Although the earliest versions targeted women, over time the chastity belt was rendered as the ‘male chastity apparatus.’ From the mid-1800s onward, doctors claimed that masturbation caused insanity, blindness, epilepsy, paralysis, and early death – Victorian moral panic disguised as science. In the early 1900s, patents were filed with specifications for member housing, partial ring, and locking pin to prevent sexual activity. Throughout the 20th century, design iterations progressed globally, as if nations were competing over technological innovation toward containing the bulge. The mythology had metastasised into medical devices and finally ideology. By the time the internet arrived, the groundwork was already laid: a fictional object with centuries of accumulated meaning, ready to be reactivated by communities searching for structure, purpose, and belonging.

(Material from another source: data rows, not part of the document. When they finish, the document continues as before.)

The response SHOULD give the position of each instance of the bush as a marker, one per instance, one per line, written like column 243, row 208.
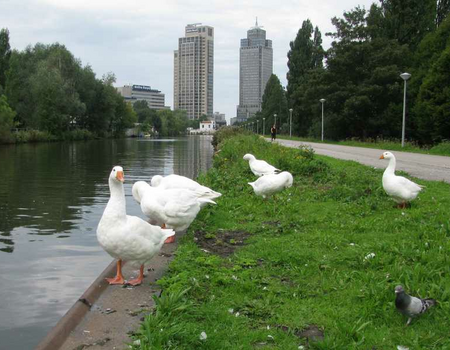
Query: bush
column 77, row 135
column 442, row 148
column 33, row 136
column 227, row 132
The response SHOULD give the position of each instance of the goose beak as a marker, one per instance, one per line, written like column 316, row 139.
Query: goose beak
column 119, row 176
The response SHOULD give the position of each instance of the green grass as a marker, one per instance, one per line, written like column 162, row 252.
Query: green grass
column 441, row 149
column 304, row 263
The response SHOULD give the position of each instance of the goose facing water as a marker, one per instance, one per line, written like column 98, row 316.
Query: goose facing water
column 124, row 237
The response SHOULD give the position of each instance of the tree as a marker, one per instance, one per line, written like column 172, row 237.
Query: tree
column 409, row 21
column 5, row 54
column 306, row 53
column 274, row 102
column 6, row 119
column 442, row 11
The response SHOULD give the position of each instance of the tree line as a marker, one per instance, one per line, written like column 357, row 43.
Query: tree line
column 359, row 75
column 46, row 88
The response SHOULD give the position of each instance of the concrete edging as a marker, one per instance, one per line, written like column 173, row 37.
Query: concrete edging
column 59, row 333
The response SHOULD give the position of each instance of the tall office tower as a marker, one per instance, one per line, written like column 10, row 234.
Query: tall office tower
column 255, row 69
column 194, row 71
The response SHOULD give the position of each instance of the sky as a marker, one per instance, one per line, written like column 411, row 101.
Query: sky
column 135, row 39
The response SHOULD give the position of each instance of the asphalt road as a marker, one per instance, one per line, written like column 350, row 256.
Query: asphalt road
column 423, row 166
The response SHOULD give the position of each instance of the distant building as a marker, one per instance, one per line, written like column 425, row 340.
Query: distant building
column 132, row 93
column 219, row 119
column 194, row 71
column 255, row 69
column 205, row 128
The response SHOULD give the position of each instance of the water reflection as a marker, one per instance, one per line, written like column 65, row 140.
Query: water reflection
column 51, row 199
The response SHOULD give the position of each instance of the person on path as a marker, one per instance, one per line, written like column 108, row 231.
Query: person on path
column 273, row 132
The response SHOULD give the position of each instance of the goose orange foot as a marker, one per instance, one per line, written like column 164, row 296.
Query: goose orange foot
column 138, row 280
column 119, row 277
column 171, row 239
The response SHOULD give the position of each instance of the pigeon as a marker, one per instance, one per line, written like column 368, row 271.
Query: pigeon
column 409, row 305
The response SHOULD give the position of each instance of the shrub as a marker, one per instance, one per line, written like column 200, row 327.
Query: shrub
column 225, row 133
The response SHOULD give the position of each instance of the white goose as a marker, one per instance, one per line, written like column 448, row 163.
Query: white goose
column 260, row 167
column 399, row 188
column 272, row 183
column 173, row 208
column 178, row 181
column 124, row 237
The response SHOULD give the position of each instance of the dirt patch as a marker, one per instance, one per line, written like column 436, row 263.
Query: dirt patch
column 312, row 333
column 222, row 242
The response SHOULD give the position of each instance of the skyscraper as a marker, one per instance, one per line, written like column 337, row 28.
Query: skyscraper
column 255, row 69
column 194, row 71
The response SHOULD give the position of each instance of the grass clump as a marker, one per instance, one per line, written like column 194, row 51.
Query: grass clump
column 322, row 257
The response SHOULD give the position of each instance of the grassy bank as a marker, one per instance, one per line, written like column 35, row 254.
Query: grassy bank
column 284, row 272
column 441, row 149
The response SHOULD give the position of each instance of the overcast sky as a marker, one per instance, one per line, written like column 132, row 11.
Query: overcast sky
column 135, row 39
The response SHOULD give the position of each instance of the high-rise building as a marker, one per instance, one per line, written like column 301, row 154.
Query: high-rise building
column 133, row 93
column 255, row 69
column 194, row 71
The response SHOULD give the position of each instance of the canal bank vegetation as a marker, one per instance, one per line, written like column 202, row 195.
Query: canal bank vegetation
column 315, row 266
column 358, row 76
column 46, row 94
column 440, row 149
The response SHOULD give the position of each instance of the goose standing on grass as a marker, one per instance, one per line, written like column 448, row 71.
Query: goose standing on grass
column 399, row 188
column 172, row 208
column 124, row 237
column 273, row 183
column 260, row 167
column 178, row 181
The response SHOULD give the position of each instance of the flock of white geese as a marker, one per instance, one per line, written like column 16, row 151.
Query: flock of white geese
column 171, row 204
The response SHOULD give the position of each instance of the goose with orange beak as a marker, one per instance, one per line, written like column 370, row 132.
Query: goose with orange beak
column 399, row 188
column 124, row 237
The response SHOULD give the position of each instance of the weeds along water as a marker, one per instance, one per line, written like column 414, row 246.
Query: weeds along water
column 440, row 149
column 322, row 257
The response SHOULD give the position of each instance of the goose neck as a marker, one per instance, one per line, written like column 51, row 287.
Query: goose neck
column 391, row 166
column 116, row 205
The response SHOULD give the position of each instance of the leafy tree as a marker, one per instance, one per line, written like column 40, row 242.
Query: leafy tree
column 274, row 102
column 6, row 119
column 5, row 54
column 306, row 53
column 409, row 21
column 442, row 11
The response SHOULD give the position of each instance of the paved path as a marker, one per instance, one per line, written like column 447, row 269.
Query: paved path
column 424, row 166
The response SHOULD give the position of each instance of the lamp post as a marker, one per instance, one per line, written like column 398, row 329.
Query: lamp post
column 290, row 122
column 322, row 100
column 405, row 76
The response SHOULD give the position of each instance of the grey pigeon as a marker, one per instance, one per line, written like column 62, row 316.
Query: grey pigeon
column 409, row 305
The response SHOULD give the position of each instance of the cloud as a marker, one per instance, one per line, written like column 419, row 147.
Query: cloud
column 136, row 39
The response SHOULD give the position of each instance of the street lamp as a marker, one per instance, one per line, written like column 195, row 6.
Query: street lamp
column 322, row 100
column 405, row 76
column 290, row 122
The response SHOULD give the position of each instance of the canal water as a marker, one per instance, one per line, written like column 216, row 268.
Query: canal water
column 52, row 196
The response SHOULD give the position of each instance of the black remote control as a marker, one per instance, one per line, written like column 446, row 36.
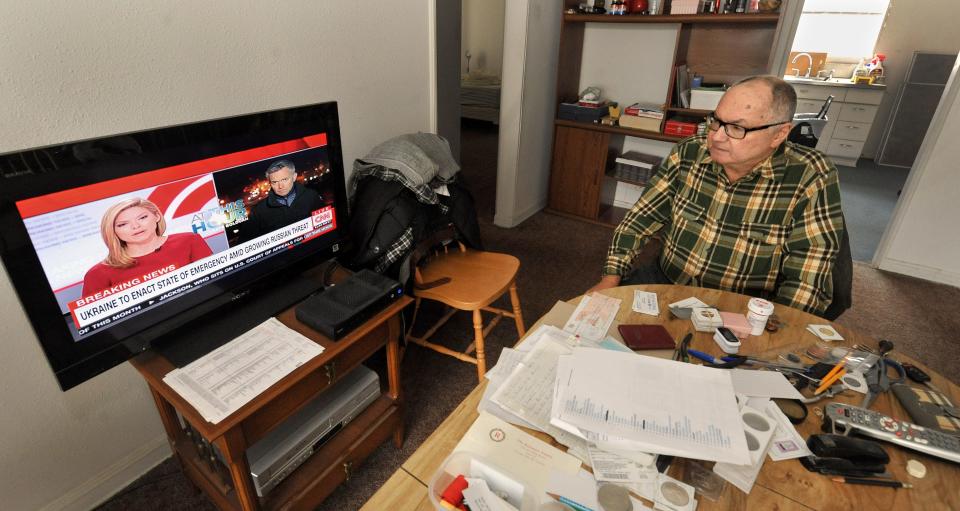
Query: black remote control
column 843, row 419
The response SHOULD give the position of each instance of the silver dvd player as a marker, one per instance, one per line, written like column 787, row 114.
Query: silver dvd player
column 285, row 448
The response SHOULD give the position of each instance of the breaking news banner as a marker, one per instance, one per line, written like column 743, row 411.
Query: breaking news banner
column 109, row 305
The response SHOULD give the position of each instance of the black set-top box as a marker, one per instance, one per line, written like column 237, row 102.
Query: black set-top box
column 580, row 113
column 341, row 308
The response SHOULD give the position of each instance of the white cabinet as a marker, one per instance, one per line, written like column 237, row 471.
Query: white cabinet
column 850, row 117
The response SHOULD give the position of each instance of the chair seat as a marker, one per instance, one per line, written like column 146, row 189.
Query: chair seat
column 477, row 278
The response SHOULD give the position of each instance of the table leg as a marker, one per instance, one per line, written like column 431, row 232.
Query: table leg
column 233, row 446
column 168, row 416
column 393, row 372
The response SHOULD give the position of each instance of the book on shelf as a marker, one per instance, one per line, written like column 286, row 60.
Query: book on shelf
column 681, row 87
column 640, row 122
column 638, row 159
column 644, row 110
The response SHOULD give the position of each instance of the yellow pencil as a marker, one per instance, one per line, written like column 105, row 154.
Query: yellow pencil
column 835, row 374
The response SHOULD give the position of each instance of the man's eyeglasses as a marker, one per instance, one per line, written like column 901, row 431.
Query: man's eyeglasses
column 736, row 131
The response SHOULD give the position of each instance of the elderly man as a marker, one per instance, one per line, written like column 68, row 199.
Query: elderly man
column 287, row 202
column 741, row 209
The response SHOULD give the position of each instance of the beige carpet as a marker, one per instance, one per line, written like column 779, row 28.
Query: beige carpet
column 922, row 318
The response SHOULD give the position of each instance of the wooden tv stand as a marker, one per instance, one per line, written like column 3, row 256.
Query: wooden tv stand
column 228, row 483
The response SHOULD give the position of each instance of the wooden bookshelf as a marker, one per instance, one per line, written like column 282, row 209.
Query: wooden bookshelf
column 722, row 48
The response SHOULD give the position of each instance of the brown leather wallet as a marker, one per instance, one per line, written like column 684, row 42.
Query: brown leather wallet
column 646, row 337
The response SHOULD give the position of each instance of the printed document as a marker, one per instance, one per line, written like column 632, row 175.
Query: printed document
column 528, row 392
column 225, row 379
column 513, row 449
column 667, row 407
column 593, row 316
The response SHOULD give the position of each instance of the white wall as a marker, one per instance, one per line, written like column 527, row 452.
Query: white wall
column 910, row 26
column 85, row 68
column 482, row 36
column 922, row 239
column 623, row 74
column 528, row 93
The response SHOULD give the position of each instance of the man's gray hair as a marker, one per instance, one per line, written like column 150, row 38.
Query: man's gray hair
column 784, row 103
column 280, row 165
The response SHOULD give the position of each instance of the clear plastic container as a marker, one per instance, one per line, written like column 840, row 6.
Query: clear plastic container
column 499, row 479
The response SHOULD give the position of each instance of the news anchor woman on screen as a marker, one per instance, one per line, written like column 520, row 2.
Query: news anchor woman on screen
column 137, row 248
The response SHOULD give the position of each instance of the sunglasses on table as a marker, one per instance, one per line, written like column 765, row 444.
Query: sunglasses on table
column 735, row 131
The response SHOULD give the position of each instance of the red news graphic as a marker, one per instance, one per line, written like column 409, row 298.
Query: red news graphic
column 324, row 220
column 114, row 249
column 109, row 305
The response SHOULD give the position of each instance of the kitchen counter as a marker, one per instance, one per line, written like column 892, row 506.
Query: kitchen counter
column 833, row 82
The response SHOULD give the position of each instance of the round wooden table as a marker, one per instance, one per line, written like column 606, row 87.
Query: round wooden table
column 782, row 485
column 940, row 489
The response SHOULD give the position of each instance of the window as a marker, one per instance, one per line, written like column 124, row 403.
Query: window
column 844, row 29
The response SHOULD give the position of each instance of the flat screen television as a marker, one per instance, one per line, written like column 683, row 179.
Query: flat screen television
column 170, row 237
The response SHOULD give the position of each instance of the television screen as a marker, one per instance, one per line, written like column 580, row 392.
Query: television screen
column 114, row 244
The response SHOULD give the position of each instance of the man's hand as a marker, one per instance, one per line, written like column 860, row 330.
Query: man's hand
column 606, row 282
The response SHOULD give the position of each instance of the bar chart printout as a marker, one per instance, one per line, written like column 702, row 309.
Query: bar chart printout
column 665, row 406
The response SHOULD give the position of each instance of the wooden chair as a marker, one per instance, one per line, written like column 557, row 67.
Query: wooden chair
column 466, row 280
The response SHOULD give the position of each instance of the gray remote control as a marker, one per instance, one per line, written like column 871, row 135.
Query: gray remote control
column 846, row 418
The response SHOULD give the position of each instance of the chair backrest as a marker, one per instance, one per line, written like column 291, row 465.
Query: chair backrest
column 437, row 242
column 842, row 280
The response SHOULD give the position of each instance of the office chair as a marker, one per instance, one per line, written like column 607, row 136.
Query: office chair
column 464, row 280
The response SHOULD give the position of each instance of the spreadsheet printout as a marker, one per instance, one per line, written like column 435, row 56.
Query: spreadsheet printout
column 225, row 379
column 673, row 407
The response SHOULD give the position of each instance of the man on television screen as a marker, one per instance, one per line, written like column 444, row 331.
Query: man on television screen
column 287, row 202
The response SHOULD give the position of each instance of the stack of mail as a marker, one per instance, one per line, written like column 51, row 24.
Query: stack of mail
column 706, row 319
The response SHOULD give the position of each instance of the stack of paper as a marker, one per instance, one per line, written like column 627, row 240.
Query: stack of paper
column 640, row 403
column 225, row 379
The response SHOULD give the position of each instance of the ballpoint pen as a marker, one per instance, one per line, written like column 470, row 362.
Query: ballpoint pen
column 871, row 482
column 568, row 502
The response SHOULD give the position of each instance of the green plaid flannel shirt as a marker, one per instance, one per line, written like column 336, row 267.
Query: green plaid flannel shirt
column 775, row 232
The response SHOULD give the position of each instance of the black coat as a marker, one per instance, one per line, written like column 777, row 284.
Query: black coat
column 269, row 214
column 382, row 210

‘By the time the internet arrived, the groundwork was already laid: a fictional object with centuries of accumulated meaning, ready to be reactivated by communities searching for structure, purpose, and belonging.’

Bellifortis Meets Reddit

 

Political theorist Carl Schmitt wrote that ‘all significant concepts of the modern theory of the state are secularised theological concepts.’ The 21st century online chastity belt communities prove this point: their governance structures, rituals of accountability, and language of ascension translate imagined medieval Christian discipline into platform-mediated practice. In their framework, God becomes algorithm, confession becomes Reddit post, penance becomes locked retention.

 

Clicking through the subreddit r/Chastitybelts, one can imagine the following scene playing out nightly across forums:

 

Picture three men, biceps rippling, typing in darkness. The room reeks of sweaty socks and cheap, acrid €10 cologne. Their sticky fingers glowing before LED screens as they coach a newbie. A Wolfpack relation unfolds under a click-down Reddit thread for the upcoming four-month male improvement continence: #NoSimpSeptember, #Locktober, #NoNutNovember (#NNN) and #DenialDecember. Myth becomes legend. Facts blur into romanticism over chivalric virtue in the pursuit of blue-balling discipline against modern temptation. Their masculine bond chastises the goonscroll of Pornhub shorties, UwU voices and TikTok baddies. Instead, they build together a virtual world of nobility, where ideology and fantasy merge into cultural escape. Together, they glorify involuntary celibacy (Incel culture) on their own terms.

 

Self-discipline takes on new forms online, where the body is both the target and medium of its performance. The chastity belt becomes fodder for the manosphere world-building, an ecosystem of reactionary males receptive to this narrative of control, fear, and impotence far beyond its original comedic intent. They revel in projected reverie of cast-iron girdles and dames in ivory towers, continuing a lineage of indoctrination that echoes the aesthetic revival of European monarchies. Users post progress pics overlaid with Pepe the Crusader edits, and the forums erupt: ‘Yes, KING!’

Digital Fiefdoms

 

While economist Yanis Varoufakis describes techno-feudalism as platforms acting like overlords, another form emerges from users themselves. Online spaces function as digital fiefdoms where invented medieval hierarchies replace conventional social power, a phenomenon Wassim Z. Alsindi describes as ‘knightwork states.’ In The Chain Mail Gaze (2023), Alsindi analyses how loyalty and authority structure communities online without territorial foundations. Forums operate like courts with rigid roles:

 

Kings: moderators and high-karma users

Knights: streak posters collecting upvotes

Squires: newcomers posting ‘My first No Nut November’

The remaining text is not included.